Deel van de kerntaak is, zo stellen jullie expliciet, "de zalen vullen".

Goossens: "De KVS is een stadstheater, dat moet dus een plek zijn van en voor heel veel mensen. We richten ons zeker niet alleen tot mensen jonger dan dertig, we hoeden ons voor 'jeunisme. Ik geloof ook dat er een groot publiek bestaat voor werk dat van grote kwaliteit is. Ons werk moet toegankelijk zijn voor veel mensen, maar 'toegankelijk' betekent niet 'simplistisch'. Als je de goede stukken en de goede makers kiest en daar een boeiend verhaal mee vertelt, komen de mensen erop af, daar ben ik van overtuigd. Je moet wel altijd uitgaan van de inhoud. Geen enkele discussie over theater kan volgens mij een kijkcijferdiscussie worden."

De KVS heeft voortaan een artistiek leider die zelf niet regisseert. Is dat een voor- of een nadeel?

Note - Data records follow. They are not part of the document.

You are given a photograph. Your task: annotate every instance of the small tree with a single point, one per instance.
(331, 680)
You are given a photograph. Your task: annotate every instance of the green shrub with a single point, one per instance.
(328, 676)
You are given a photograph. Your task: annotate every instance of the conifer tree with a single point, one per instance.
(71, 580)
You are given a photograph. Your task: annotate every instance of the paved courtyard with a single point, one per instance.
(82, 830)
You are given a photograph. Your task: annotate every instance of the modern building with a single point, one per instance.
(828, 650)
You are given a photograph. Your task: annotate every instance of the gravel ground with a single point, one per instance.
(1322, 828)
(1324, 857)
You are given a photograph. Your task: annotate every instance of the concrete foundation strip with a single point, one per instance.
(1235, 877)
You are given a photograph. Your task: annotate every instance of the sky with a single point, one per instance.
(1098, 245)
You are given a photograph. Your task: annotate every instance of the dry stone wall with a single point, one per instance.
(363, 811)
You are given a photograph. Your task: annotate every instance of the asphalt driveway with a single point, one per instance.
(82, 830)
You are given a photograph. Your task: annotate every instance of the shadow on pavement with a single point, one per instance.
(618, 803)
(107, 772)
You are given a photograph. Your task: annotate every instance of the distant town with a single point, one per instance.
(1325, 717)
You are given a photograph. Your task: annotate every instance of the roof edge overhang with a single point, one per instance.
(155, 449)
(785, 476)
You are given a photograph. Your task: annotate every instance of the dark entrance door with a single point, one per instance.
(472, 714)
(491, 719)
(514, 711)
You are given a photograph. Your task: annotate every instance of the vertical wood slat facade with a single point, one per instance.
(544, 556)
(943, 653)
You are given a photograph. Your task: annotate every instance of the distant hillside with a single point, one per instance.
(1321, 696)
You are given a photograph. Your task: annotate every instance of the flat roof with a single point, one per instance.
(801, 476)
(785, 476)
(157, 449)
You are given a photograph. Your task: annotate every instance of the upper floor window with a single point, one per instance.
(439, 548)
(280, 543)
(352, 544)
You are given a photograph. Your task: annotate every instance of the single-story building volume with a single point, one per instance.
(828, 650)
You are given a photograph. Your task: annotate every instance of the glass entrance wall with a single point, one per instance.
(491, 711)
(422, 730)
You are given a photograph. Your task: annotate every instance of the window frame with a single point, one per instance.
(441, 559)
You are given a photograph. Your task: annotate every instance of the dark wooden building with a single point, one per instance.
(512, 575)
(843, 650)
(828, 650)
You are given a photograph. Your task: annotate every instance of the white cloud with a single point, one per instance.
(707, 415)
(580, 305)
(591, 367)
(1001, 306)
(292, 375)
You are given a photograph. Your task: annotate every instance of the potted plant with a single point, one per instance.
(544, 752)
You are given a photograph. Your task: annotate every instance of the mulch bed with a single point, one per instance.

Goossens: "Ik denk dat het een voordeel is. Het komt niet zo vaak voor, maar er zijn voldoende voorbeelden van plekken waar het heeft gewerkt, zoals het Schauspielhaus in Hamburg. Iedere intendant-regisseur ondervindt aan den lijve dat het combineren van de dagelijkse leiding van een huis met regieopdrachten niet eenvoudig is. Dat praktische probleem stelt zich nu niet. Er is ook een inhoudelijk voordeel: de KVS moet en kan een theater worden dat niet exclusief draait om één artistiek ego en om de visie van één regisseur, maar waar zich, vanuit een coherente artistieke visie, een spectrum van makers kan ontwikkelen. We vinden het de hoogste tijd dat dat in een stadstheater gebeurt."